I didn't have time to read another book, so I wrote a report on
A Tree Grows in Brooklyn
again. I got a B+. At No Sinners, being approved is more important than being original.

19. March 1950
Oklahoma!
and Lepers and Mary's Maidens

When I got home from school,
I checked the mail. Still nothing from Montgomery Clift.

Dolores called from our bedroom, "Francine, is that you?" She grabbed me as I walked in. "I need your help."

Me? Dolores was asking me for help? I was overcome and speechless.

"You know the high school is doing
Oklahoma!?
"

I nodded.

"Well, I'm going to try out."

"But Dolores, you can't sing a note."

"I'm sure there'll be some non-singing parts."

"How could there be—it's a musical."

Dolores socked me in the arm. "Stop interrupting. As I said, long ago, before you started pestering me about singing, I want to try out. I have to prepare a scene for my audition. Will you help me?"

"You mean like act with you, in front of people?" My
legs turned to jelly at the very thought. Obviously I wasn't ready to be a movie star yet. "I couldn't, I just couldn't."

"You don't have to audition, you drip, just help me find a scene to do and rehearse it with me."

"What kind of scene?"

"I don't know. Doesn't one of those books you're always reading have a scene I could act out?"

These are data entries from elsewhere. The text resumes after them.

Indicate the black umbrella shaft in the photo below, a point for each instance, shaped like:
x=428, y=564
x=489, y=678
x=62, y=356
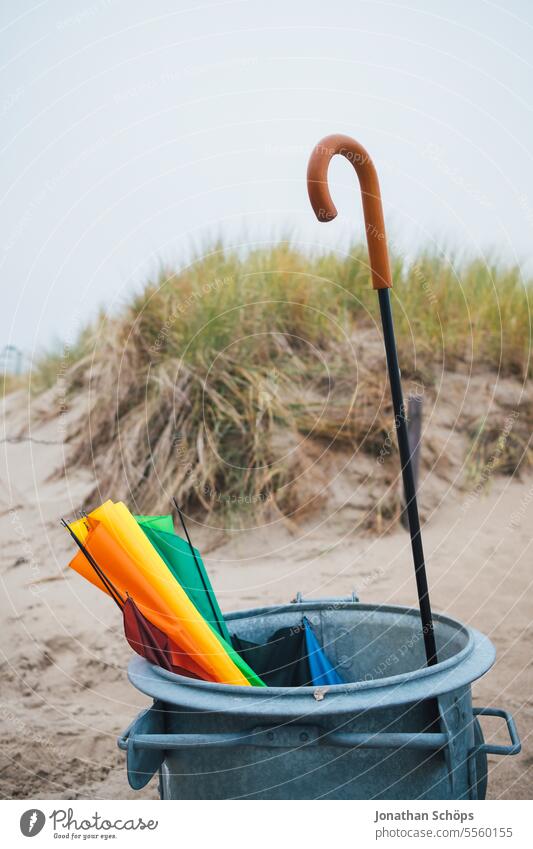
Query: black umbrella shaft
x=407, y=474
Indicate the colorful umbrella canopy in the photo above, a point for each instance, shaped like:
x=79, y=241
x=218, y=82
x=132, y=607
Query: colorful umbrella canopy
x=292, y=657
x=142, y=635
x=150, y=642
x=140, y=572
x=187, y=567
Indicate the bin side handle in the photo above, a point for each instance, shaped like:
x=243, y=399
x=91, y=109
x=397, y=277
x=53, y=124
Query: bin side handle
x=493, y=749
x=297, y=736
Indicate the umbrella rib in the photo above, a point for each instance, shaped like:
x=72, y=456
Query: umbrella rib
x=113, y=592
x=206, y=588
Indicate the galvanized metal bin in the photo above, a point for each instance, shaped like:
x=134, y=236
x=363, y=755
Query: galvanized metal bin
x=398, y=730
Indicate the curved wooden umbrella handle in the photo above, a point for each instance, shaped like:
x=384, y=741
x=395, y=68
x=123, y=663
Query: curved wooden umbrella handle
x=324, y=208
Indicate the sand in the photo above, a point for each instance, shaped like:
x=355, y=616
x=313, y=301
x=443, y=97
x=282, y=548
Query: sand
x=65, y=694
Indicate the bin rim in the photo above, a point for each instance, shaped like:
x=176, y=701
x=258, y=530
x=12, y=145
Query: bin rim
x=470, y=663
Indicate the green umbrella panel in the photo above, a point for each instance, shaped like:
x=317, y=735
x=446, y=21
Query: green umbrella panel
x=158, y=523
x=191, y=575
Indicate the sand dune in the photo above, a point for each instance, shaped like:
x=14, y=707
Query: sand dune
x=65, y=695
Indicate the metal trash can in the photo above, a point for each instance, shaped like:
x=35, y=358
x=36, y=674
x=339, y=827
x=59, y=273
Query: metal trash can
x=398, y=730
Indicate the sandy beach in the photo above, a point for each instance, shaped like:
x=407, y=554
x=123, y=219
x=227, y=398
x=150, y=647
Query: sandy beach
x=65, y=693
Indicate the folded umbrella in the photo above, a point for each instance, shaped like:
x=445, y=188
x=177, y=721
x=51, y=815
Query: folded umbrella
x=160, y=523
x=142, y=635
x=190, y=631
x=322, y=671
x=292, y=657
x=282, y=660
x=150, y=642
x=118, y=544
x=185, y=563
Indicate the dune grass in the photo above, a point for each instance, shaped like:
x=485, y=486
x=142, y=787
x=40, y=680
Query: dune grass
x=217, y=380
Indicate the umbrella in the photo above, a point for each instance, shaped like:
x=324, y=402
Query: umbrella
x=325, y=210
x=281, y=661
x=124, y=549
x=161, y=523
x=291, y=657
x=142, y=635
x=322, y=671
x=186, y=565
x=150, y=642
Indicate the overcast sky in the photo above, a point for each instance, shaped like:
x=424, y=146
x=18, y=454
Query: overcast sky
x=130, y=132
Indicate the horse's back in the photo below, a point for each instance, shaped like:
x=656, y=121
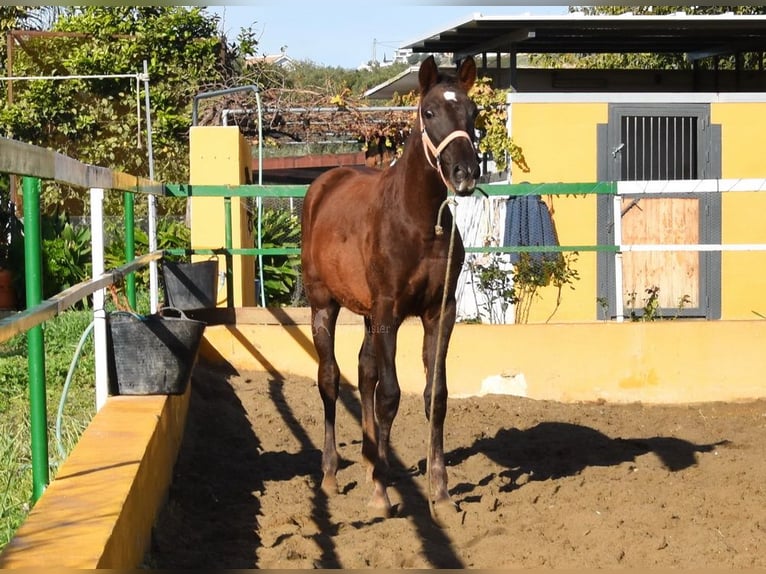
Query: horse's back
x=335, y=231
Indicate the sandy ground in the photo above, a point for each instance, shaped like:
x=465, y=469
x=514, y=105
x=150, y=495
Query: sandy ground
x=538, y=484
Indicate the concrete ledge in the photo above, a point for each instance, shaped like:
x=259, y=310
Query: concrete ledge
x=99, y=510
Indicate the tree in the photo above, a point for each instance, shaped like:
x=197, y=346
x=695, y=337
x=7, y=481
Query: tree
x=100, y=121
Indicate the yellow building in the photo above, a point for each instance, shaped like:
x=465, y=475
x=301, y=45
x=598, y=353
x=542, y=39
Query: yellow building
x=699, y=119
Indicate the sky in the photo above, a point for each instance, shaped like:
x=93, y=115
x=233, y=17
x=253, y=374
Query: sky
x=347, y=34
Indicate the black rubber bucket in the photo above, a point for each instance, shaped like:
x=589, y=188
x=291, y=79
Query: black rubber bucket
x=190, y=285
x=153, y=354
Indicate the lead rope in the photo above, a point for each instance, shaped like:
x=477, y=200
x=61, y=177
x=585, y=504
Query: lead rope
x=439, y=230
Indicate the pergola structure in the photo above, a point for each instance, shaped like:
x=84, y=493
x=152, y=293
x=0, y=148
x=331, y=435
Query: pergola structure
x=697, y=37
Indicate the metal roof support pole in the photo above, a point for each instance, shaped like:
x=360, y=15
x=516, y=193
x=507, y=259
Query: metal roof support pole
x=35, y=338
x=99, y=296
x=618, y=301
x=153, y=279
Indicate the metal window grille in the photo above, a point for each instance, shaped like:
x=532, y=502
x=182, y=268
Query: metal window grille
x=658, y=147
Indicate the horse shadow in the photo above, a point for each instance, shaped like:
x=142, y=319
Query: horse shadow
x=552, y=450
x=209, y=516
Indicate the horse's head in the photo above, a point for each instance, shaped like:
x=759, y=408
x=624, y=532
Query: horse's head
x=447, y=117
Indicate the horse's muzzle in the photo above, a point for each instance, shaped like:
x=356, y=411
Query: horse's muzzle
x=464, y=178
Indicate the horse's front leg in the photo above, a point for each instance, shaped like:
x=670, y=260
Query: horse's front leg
x=434, y=361
x=387, y=395
x=367, y=380
x=328, y=378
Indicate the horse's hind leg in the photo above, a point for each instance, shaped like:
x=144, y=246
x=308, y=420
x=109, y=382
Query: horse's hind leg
x=435, y=360
x=323, y=321
x=387, y=395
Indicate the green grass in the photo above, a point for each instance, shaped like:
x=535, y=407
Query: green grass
x=62, y=335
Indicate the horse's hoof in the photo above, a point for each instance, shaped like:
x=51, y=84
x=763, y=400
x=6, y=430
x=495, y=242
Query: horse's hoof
x=330, y=485
x=379, y=507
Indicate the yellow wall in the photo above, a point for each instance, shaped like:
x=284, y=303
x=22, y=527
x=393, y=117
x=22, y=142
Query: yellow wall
x=616, y=362
x=219, y=155
x=743, y=133
x=560, y=145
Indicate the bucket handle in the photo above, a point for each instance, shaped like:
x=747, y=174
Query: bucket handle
x=127, y=312
x=176, y=309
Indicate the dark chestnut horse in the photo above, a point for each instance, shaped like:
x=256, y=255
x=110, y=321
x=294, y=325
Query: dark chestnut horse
x=369, y=244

I thought for a moment. "I have a great idea. We just saw a movie about Father Damien in class. You know, the priest who went to Hawaii to work with lepers whose noses and ears were falling off and stuff." Dolores grimaced. "Just listen. Every day he preached to them, beginning, 'My friends.' One day he was soaking his feet in a bucket of boiling water and he could not feel the heat, and he knew that meant he had caught leprosy. So the next morning he stood up to give his sermon, and he said, 'My fellow lepers,' and everyone knew that he had leprosy too. Isn't that the end? It breaks me up every time. You could do that scene for your audition. 'My fellow lepers.' It just kills me."